When he shows it to Kim (Rhea Seehorn), her reaction is uncertainty, and even his level of enthusiasm isn't exactly bursting — he even hesitates in showing the video to her at all. "We'll have to Karloff this thing," is what he says of his costume, and it's telling — as are all of his other references — of what he wants versus what he ultimately is. He goes through the All That Jazz motions in one of the first season's most striking sequences, and even in just this season, he's brought up Boris Karloff and Ansel Adams. He yearns for that kind of art, but what he creates is far removed from it.

better call saul off brand 3

Reconciliation

Meanwhile, the fallout from the hearing is still reverberating.
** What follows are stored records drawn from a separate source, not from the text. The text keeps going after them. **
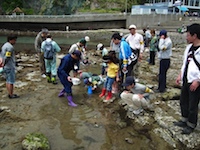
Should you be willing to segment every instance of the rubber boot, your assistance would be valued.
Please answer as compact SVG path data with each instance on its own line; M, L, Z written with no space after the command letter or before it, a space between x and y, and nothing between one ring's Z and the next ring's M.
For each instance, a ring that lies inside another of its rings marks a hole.
M101 91L101 94L99 95L99 97L103 97L106 95L106 89L103 88L102 91Z
M70 95L70 96L67 96L67 100L68 100L68 105L69 106L72 106L72 107L76 107L77 106L77 104L75 104L74 102L73 102L73 97Z
M47 72L47 73L46 73L46 76L47 76L47 77L46 77L46 78L47 78L47 82L48 82L48 83L51 83L51 73Z
M112 92L108 91L108 95L106 96L106 100L110 100L112 98Z
M62 90L60 91L60 93L58 94L58 97L63 97L64 94L65 94L65 89L62 89Z
M55 77L55 76L52 76L51 82L52 82L53 84L58 84L58 82L56 81L56 77Z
Chuck (Michael McKean) has sequestered himself inside his house, refusing to open the door to Rebecca (Ann Cusack), though he ultimately relents in letting Howard (Patrick Fabian) in, in a touch that reflects his tendency to put his head over his heart. That he shuts Rebecca out seems to bode poorly for Jimmy and Kim as well, as the last part of Jimmy's hearing plays out with parallel cuts connecting Kim and Rebecca, the two most important players in the McGill brothers' lives. There's also an acknowledgment of how this might look to someone just becoming acquainted with the case; Jimmy refuses Rebecca's request to help her get to Chuck, to which she tells him, in a particularly cutting moment, "Chuck was right about you all along." Maybe he was, certainly, but how much of that was Chuck's own doing?
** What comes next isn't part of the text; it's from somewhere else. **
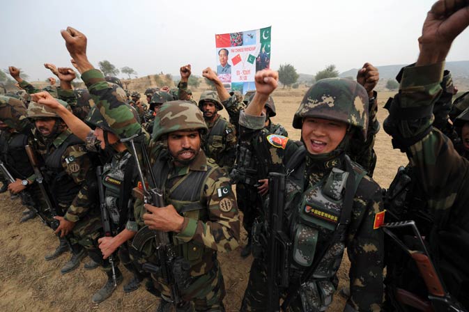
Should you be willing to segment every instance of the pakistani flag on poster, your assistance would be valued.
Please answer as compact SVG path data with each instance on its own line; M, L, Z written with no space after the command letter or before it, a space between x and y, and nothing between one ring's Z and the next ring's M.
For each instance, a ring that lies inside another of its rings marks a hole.
M229 91L256 88L256 72L270 65L270 29L215 35L217 75Z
Though Chuck agrees, over some whisky, to move on from the past, it's not clear just what this moving forward will be. The last episode dropped a bomb on his understanding of the world, not just Jimmy, but we also know that he's petty to a degree that's destructive. Even his struggling with the thought that his condition might be psychosomatic is painful to watch. We first see him clutch a battery, still obviously in pain, and by the end of the episode, he's journeyed from his home and right into town (albeit covered in tinfoil). He cuts a lonely figure, striding down the middle of the road on his own, and the sequence is jarringly colorful as we see what is essentially his first venture into the unaccommodating world. (Notably, the movie theater he walks by is playing 1965's Bunny Lake is Missing, a psychological thriller about a woman who is told her missing child never existed, and also features an extremely contentious sibling relationship.) His mission, as it turns out, is to call his doctor.

better call saul off brand 4

Cartel Business

The weakest parts of this episode are those that pander to action rather than the small-scale drama that Better Call Saul ultimately excels at. We see a lot of Nacho (Michael Mando) this week, who fares best as the most connected to the show's quieter sensibility. The opening sequence quickly establishes the divide between his work and home life; he's not an innately cruel person, as evidenced by the lenience he grants Krazy-8 (Maximino Arciniega) when he doesn't quite make the quota. Unfortunately, Hector (Mark Margolis) isn't interested in excuses, and Nacho ends up beating the tar out of Krazy-8 as a result. But the strongest part of the sequence is when we see Nacho working at his father's business, stitching together bits of upholstery. As he loses focus, he drives the needle into his own hand.

Further blood threatens to be drawn as Hector tells him to bring his father into the business. It's clear that Nacho doesn't want to endanger his father, but refusing Hector isn't an option either. We've already seen he's not afraid of going behind his boss' back to get things done, and when Hector drops one of the pills he takes to calm himself down after hearing that Tuco's (Raymond Cruz) sentence has been extended due to his bad temper, Nacho hides it away. Exactly what he plans to do isn't immediately clear, but things don't bode well for Hector, especially as Gus' (Giancarlo Esposito) operation expands. This episode has Gus touring the industrial laundromat that will become his superlab before turning to Lydia Rodarte-Quayle (Laura Fraser) to approve it, in one of the more surprising cameos on the show thus far. Hopefully her appearance will be more than just fanservice, as Better Call Saul has proven it can do much, much better when it's not completely tied to a different property.